Sunday, April 06, 2008

Happiness: Being Able To Pee When You Have To Pee

I often say happiness is being able to pee, when you have to pee. I also say marriage is the #1 cause of divorce, but that's a different topic for a different day.

Most people take for granted the ability to urinate when the urge presents itself; But for us crippled people, it's not always that easy in certain situations.

Whenever I would attend a concert by Motley Crue, Cinderella or whatever band kids are into these days, I would cautiously guzzle beer, knowing that the inevitable was coming: having to take a leak. I would look over the crowded venue, spotting the bathrooms a long, treacherous journey away. And like a crippled running back, plowing through a defensive line, I would fight my way through the crowd. After making it to the bathroom -- hopefully unscathed -- and relieving myself, I would make the same trip back to my seat, only to have to do it all over again 20 minutes later (they say you don't buy beer; you rent it). If the concert was past half over, I would just announce to my friends that I would not be returning and would meet them at the car. The same rule applies at sporting events: if I had to "go" early in the 4th quarter of a Suns game, I'd watch the remainder of the game from a TV in the hallway.

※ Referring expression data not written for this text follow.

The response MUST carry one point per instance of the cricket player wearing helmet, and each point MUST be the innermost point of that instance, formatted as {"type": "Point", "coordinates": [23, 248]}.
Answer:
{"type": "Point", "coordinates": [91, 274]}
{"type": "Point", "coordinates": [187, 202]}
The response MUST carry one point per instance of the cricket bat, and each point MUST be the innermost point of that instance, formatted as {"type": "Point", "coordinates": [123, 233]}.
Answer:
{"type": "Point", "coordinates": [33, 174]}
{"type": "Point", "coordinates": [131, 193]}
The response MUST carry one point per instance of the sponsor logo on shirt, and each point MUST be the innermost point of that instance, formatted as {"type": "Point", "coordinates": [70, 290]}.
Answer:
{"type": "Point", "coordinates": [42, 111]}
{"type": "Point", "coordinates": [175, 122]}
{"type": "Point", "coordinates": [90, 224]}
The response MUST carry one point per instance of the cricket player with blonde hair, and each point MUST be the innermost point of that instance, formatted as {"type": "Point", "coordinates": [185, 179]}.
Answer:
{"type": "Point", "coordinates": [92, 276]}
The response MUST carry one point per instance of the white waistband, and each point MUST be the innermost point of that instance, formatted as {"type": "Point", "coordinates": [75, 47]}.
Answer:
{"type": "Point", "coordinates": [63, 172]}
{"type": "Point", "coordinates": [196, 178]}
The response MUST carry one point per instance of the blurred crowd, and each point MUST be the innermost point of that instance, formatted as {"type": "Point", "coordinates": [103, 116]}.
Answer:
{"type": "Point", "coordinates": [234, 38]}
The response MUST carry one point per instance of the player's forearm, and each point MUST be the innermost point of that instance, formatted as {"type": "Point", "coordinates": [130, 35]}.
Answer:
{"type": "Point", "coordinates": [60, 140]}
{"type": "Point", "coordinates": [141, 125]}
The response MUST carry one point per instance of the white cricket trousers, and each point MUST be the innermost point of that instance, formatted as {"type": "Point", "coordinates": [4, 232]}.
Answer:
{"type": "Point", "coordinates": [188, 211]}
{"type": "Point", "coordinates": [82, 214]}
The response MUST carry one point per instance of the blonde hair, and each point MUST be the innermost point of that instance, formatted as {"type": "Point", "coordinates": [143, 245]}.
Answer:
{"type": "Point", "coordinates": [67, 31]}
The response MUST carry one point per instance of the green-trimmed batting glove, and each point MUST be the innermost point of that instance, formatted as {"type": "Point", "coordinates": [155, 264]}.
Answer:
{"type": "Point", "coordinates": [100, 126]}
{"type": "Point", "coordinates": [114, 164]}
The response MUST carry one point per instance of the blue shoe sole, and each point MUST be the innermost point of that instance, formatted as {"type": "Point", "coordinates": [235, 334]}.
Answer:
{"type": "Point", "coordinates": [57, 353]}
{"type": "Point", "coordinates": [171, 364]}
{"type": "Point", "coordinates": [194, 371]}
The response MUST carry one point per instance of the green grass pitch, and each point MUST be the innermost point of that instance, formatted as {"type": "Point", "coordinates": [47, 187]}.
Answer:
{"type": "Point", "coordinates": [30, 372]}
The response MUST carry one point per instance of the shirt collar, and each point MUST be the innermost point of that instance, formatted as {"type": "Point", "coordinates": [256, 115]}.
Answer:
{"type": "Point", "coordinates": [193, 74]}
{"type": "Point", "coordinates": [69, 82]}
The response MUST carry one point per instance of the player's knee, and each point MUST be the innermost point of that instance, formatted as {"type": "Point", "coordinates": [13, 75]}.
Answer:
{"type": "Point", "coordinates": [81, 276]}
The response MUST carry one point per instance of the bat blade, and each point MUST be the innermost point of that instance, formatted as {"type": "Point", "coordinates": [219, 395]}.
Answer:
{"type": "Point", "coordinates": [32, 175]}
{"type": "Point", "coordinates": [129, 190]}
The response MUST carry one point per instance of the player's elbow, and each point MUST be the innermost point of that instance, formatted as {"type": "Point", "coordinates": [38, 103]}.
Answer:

I have cursed God in the past: You took my legs; couldn't you have at least given me a super bladder?

However all that changed in April 2007 when I dropped $500 on a used mobility scooter (and $1.99 for the attachable beer holder).

When I went to college, my parents got me one of them but I refused to ride it because only the elderly and morbidly obese women shopping at Wal-mart used them.

But now I am older and, while I'm not wiser, I hate people more and care less how they look at me. So last year, before a trip to Las Vegas, I bought a slightly banged up Go-Go mobility scooter. It was the best $500 I ever spent (not counting money spent at a strip club, of course).

The scooter conveniently breaks down into four insanely heavy pieces and fits nicely into my trunk. I attached a beverage holder on the handlebars so I could adhere to the same rules I follow in my car: keep both hands on the wheel, when drinking and driving.

This past week my scooter and I attended a Bret Michaels concert at an outdoor venue. I drank one Michelob Ultra after another, completely unconcerned over how many times I'd have to visit the porta-potties (They even have handicap-accessible ones I can drive my scooter inside; but I just parked outside.) When Bret announced "here's a song from my new album," I turned the key on, cranked the speed up to "Rabbit" (it has "Rabbit" or "Turtle") and began tearing through the crowd at 4.25 mph. People either moved out of my way or their toes paid the price. I was back at the show before the opening chords to Talk Dirty To Me.

Being able to pee when you gotta pee ... priceless.

4 COMMENTS:

Bunny said...

LOL!

Christie said...

I've always wanted a scooter. Not because I'm crippled, but because I'm lazy.

Anonymous said...

I am sorry about the Bret Michaels concert, really.

Effortlessly Average said...

Hey, don't let it fool ya. Sometimes it's a curse to be able to pee easily. I mean, one minute you're watching American Idol; the next you're fanning your Hanes, hoping it doesn't leave a watermark before you can get home to change them.